Arrows were down on the session for both the price of light
sweet crude oil and gasoline futures to $81.49 a barrel and $2.26 a
gallon, respectively. Natural gas spot prices at the Henry Hub also
posted a slight loss to $4.52 Mcf.
"I think we're taking a pause in the rally," said Phil Flynn,
vice president in charge of research for PFG Best in Chicago. "As
we head into the summer driving season, we will return to more
normal markets, but the market may be getting ahead of itself and
traders are asking whether they really should be driving prices
higher amid recent inventory builds."
Will Oil Stay Comfortable Near $80?
"The era of cheap energy is over," said Flynn, reiterating a
proclamation Tuesday by the International Energy Agency's chief
economist.
In a speech to the National Association for Business Economics,
IEA economist Fatih Birol advised that oil prices will remain "on
the high side" with oil supply unlikely to keep up with demand, Dow
Jones reported.

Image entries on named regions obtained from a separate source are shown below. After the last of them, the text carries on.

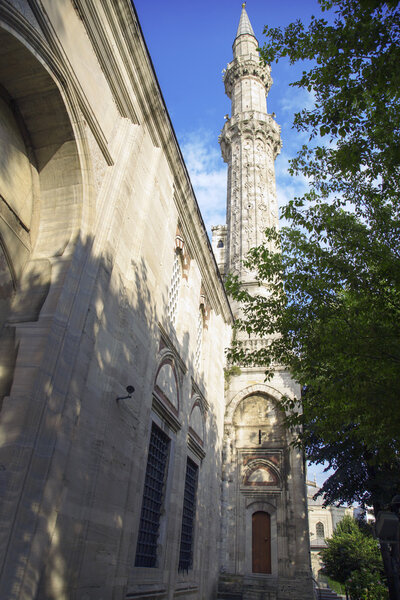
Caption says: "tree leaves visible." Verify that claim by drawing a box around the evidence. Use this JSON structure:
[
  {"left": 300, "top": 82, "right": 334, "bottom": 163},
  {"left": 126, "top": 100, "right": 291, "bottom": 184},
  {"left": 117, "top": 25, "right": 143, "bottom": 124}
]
[{"left": 227, "top": 0, "right": 400, "bottom": 510}]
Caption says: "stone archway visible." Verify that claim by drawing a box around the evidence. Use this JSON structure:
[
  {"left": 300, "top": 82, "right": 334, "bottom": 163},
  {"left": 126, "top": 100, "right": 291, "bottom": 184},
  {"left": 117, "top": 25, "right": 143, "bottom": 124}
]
[{"left": 0, "top": 23, "right": 84, "bottom": 402}]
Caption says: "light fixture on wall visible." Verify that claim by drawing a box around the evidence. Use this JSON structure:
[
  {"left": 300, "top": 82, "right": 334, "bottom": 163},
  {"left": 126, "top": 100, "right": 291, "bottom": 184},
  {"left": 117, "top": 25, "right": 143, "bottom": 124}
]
[{"left": 115, "top": 385, "right": 135, "bottom": 402}]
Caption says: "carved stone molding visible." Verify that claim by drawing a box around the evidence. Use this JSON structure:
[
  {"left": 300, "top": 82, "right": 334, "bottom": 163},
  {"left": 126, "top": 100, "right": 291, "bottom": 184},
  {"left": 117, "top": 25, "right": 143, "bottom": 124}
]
[
  {"left": 224, "top": 58, "right": 272, "bottom": 98},
  {"left": 219, "top": 112, "right": 282, "bottom": 164}
]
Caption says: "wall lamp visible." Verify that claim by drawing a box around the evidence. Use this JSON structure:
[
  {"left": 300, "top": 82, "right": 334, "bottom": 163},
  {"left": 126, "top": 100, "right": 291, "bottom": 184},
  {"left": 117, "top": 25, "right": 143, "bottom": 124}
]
[{"left": 115, "top": 385, "right": 135, "bottom": 402}]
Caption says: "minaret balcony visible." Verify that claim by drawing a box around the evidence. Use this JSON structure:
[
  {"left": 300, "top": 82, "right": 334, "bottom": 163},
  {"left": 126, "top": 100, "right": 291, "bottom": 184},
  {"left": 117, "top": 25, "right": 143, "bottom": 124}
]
[
  {"left": 223, "top": 55, "right": 272, "bottom": 98},
  {"left": 218, "top": 111, "right": 282, "bottom": 163}
]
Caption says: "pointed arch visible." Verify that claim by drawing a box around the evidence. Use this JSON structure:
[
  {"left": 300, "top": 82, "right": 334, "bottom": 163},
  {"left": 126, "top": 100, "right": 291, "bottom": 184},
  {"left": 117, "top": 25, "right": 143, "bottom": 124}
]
[{"left": 225, "top": 383, "right": 282, "bottom": 425}]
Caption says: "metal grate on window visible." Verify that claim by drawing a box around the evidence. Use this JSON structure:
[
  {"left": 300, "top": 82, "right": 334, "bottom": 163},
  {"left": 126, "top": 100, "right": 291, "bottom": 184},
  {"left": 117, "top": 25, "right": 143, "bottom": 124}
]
[
  {"left": 194, "top": 308, "right": 204, "bottom": 371},
  {"left": 167, "top": 252, "right": 182, "bottom": 325},
  {"left": 135, "top": 423, "right": 169, "bottom": 567},
  {"left": 315, "top": 521, "right": 325, "bottom": 538},
  {"left": 178, "top": 458, "right": 199, "bottom": 571}
]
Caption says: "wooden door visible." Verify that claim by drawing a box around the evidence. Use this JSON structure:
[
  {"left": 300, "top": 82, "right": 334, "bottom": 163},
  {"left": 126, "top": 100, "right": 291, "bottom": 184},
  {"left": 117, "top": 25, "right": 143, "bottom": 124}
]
[{"left": 252, "top": 511, "right": 271, "bottom": 573}]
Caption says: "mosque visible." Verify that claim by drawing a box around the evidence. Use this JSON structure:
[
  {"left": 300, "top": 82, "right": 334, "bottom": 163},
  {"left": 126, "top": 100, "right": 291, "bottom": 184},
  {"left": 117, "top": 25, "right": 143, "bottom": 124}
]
[{"left": 0, "top": 0, "right": 313, "bottom": 600}]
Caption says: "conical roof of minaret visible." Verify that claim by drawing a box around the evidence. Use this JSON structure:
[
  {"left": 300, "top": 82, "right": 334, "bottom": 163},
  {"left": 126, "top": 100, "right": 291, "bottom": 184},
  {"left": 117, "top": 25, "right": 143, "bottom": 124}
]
[{"left": 236, "top": 2, "right": 256, "bottom": 38}]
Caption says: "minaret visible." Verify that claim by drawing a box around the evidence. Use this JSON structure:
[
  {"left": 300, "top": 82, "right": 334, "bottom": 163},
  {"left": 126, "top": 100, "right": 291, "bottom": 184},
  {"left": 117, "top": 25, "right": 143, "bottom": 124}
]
[
  {"left": 219, "top": 4, "right": 281, "bottom": 284},
  {"left": 217, "top": 5, "right": 313, "bottom": 600}
]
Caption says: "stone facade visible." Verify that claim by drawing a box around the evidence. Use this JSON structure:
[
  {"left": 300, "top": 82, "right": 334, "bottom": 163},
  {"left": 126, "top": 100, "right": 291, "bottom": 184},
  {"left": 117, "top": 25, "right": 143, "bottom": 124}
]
[
  {"left": 307, "top": 481, "right": 357, "bottom": 583},
  {"left": 0, "top": 0, "right": 232, "bottom": 600},
  {"left": 0, "top": 0, "right": 311, "bottom": 600}
]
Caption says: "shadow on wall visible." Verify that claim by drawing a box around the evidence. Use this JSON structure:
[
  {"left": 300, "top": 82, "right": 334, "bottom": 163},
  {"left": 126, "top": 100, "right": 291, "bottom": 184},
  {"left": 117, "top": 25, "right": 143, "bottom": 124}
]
[
  {"left": 0, "top": 232, "right": 157, "bottom": 599},
  {"left": 0, "top": 238, "right": 220, "bottom": 600},
  {"left": 0, "top": 11, "right": 220, "bottom": 600}
]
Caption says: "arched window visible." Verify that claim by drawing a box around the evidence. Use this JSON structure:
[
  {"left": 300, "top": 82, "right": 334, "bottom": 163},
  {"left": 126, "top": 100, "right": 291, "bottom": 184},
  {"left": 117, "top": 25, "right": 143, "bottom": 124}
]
[
  {"left": 194, "top": 306, "right": 204, "bottom": 371},
  {"left": 252, "top": 511, "right": 271, "bottom": 574},
  {"left": 315, "top": 521, "right": 325, "bottom": 538},
  {"left": 167, "top": 251, "right": 182, "bottom": 325}
]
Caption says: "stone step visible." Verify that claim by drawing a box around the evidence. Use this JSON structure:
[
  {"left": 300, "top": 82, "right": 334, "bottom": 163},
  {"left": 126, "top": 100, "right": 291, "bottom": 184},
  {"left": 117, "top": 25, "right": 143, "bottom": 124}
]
[{"left": 317, "top": 587, "right": 343, "bottom": 600}]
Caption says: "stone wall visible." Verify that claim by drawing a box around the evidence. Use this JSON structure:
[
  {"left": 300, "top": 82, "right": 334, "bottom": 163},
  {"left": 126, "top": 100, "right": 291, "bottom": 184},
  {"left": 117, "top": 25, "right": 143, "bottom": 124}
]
[{"left": 0, "top": 0, "right": 232, "bottom": 600}]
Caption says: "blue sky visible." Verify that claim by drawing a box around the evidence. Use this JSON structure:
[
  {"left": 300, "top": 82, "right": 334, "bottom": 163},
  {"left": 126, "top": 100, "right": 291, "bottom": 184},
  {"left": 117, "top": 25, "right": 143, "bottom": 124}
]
[{"left": 135, "top": 0, "right": 332, "bottom": 483}]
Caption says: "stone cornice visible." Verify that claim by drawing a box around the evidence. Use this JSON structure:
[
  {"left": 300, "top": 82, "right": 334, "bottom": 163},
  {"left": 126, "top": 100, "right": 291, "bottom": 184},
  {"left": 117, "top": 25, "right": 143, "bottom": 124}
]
[
  {"left": 21, "top": 0, "right": 113, "bottom": 165},
  {"left": 224, "top": 57, "right": 272, "bottom": 98},
  {"left": 219, "top": 111, "right": 282, "bottom": 163},
  {"left": 83, "top": 0, "right": 233, "bottom": 323},
  {"left": 73, "top": 0, "right": 138, "bottom": 123}
]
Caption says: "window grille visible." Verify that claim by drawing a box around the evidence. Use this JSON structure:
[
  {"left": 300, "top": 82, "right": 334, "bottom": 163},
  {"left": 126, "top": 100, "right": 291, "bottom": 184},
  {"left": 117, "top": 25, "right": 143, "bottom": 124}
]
[
  {"left": 194, "top": 307, "right": 204, "bottom": 370},
  {"left": 179, "top": 458, "right": 199, "bottom": 571},
  {"left": 315, "top": 521, "right": 325, "bottom": 538},
  {"left": 135, "top": 423, "right": 169, "bottom": 567},
  {"left": 167, "top": 252, "right": 182, "bottom": 325}
]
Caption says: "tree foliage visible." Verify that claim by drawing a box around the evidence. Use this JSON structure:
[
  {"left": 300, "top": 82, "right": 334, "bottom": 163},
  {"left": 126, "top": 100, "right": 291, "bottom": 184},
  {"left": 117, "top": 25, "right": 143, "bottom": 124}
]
[
  {"left": 227, "top": 0, "right": 400, "bottom": 510},
  {"left": 320, "top": 516, "right": 387, "bottom": 600}
]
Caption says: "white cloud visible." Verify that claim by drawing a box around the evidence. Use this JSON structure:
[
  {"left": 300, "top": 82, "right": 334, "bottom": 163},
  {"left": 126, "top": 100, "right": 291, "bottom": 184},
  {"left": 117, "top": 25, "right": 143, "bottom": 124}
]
[{"left": 181, "top": 130, "right": 226, "bottom": 237}]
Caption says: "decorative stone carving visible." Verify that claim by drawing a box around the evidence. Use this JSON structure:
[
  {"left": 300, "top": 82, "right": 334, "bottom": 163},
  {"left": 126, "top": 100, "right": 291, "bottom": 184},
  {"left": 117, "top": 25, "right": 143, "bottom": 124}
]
[{"left": 223, "top": 58, "right": 272, "bottom": 98}]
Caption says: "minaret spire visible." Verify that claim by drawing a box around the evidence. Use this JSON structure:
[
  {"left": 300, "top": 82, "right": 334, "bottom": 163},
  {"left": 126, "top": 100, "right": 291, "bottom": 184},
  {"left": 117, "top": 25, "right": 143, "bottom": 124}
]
[
  {"left": 236, "top": 2, "right": 256, "bottom": 38},
  {"left": 219, "top": 5, "right": 281, "bottom": 285}
]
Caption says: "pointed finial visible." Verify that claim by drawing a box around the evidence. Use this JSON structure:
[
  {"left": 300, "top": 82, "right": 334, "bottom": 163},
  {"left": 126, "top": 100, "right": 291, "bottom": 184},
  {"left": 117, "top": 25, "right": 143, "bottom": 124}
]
[{"left": 236, "top": 2, "right": 256, "bottom": 37}]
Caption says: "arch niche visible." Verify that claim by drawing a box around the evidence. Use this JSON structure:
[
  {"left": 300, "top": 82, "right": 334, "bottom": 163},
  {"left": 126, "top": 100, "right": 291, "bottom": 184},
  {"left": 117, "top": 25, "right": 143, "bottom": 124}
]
[{"left": 0, "top": 22, "right": 83, "bottom": 402}]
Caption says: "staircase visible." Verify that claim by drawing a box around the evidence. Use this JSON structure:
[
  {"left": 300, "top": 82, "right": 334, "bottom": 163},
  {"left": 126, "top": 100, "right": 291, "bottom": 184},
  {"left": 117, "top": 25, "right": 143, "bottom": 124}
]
[{"left": 317, "top": 587, "right": 344, "bottom": 600}]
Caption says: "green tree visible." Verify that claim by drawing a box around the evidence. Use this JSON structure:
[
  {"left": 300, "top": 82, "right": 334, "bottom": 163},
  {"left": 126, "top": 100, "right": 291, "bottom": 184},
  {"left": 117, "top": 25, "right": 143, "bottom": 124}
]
[
  {"left": 320, "top": 515, "right": 383, "bottom": 586},
  {"left": 227, "top": 0, "right": 400, "bottom": 597}
]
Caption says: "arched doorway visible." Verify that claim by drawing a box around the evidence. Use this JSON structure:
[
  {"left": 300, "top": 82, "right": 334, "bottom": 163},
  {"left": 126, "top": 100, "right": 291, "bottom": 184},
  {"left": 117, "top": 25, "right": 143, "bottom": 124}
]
[{"left": 252, "top": 511, "right": 271, "bottom": 574}]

Birol sees China as the main driver of global oil
demand, which he expects will increase by about 1.5 million barrels
a day in 2010.
"This kind of pronouncement would have carried more weight 10 years
ago," noted Flynn. "What Birol says is true, but it's not because
of peak oil -- it's because investment is down somewhat," the
analyst contended. "At some point, however, if China continues to
grow unabated, we'll see oil prices continue to rise."
Additionally, the EIA raised its 2010 global oil demand forecast
by 270,000 barrels per day (bpd) to 1.47 million bpd.